Owners are tempering expectations as flat growth and scrapping come into play

The car carrier fleet this year is expected to see the highest number of newbuilding deliveries since 2012.

Fleet growth comes as volumes of overseas vehicle shipments into the largest market, North America, return to pre-recession levels.

But shipowners are tempering expectations for further growth as North American car buying appears to be hitting a peak. In addition, US president Donald Trump’s new administration adds new risk to trade.

Ari Marjamaa, head of market intelligence at Wallenius Wilhelmsen Logistics, says the market has a lot of capacity to absorb in 2017. But scrapping and delays in newbuilding orders should help overall fleet balances in coming years.

This year “is not going to do us any favours in terms of the orderbook”, says Marjamaa. “But it does seem to better going forward.”

Clarksons’ data shows there are 35 newbuildings for delivery this year, one short of 2012’s total. In terms of car equivalent units, those newbuildings represent capacity growth of just over 6%.

Italy’s Grimaldi Group accounts for the largest number of newbuildings ordered with seven set for delivery this year.

South Korea’s Hyundai Glovis and Sweden’s Wallenius Lines are each expected to take in four newbuildings.

The new vessels coincide with six years of growth for overseas auto imports into the US. In 2015, imports hit 3.97 million vehicles, surpassing the previous high of 3.61 million in 2008, according to the US Department of Commerce.

But that growth is tapering. Unit volumes into the US for the first nine months of last year were 2.93 million, equal to the number of units delivered over the same period in 2015.

“We don’t expect [US imports] to grow much further,” Marjamaa said. “The potency of the market is reduced compared to what it was four or five years ago.”

Niklas Carlen, analyst at consultancy Maritime Strategies International, says seaborne volumes into the US market are expected to slow due to new auto plants in the US and Mexico that ship overland. The push to boost US manufacturing and the potential for tariffs on imported goods threatens overseas imports more.

“There’s going to be a risk if you see more punitive measures taken against imports,” Carlen said.

Marjamaa, who says Wallenius Wilhelmsen vessels have about 20% share of transatlantic voyages to North America, says current trade talks are “making people jittery”. But he sees more posturing than real threats to trade.

“I don’t think anyone really wants to undercut trade, because it’s a two-way game. You wouldn’t expect to have a one-way trade war,” he said.

More US manufacturing could mean more exports, Marjamaa says. He expects US exports to grow from one million units to about 1.3 million units over the next five years. In addition, Mexico’s auto manufacturing capacity could see more overseas exports should the US market close.
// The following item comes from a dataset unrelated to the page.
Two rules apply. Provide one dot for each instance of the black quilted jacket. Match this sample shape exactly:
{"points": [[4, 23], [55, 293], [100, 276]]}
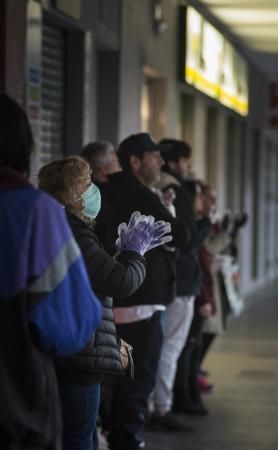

Those offsets to flattening US imports, and recovery in other markets, should drive long-term global demand growth for deep-sea transport of cars of about 2%, which would be ideal fleet growth, Marjamaa says.

Hitting that mark will require more scrapping, particularly of smaller vessels, Carlen says. Last year was the third highest ever for scrapping, with just over 20 ships, representing 4% of capacity.

Marjamaa adds that scrapping should see similar levels this year. Along with delayed or cancelled newbuildings, supply and demand balances should right themselves, he says.

“There is quite a bit of slippage in fleet delivery,” Marjamaa said. “It seems that owners are keen to postpone deliveries.”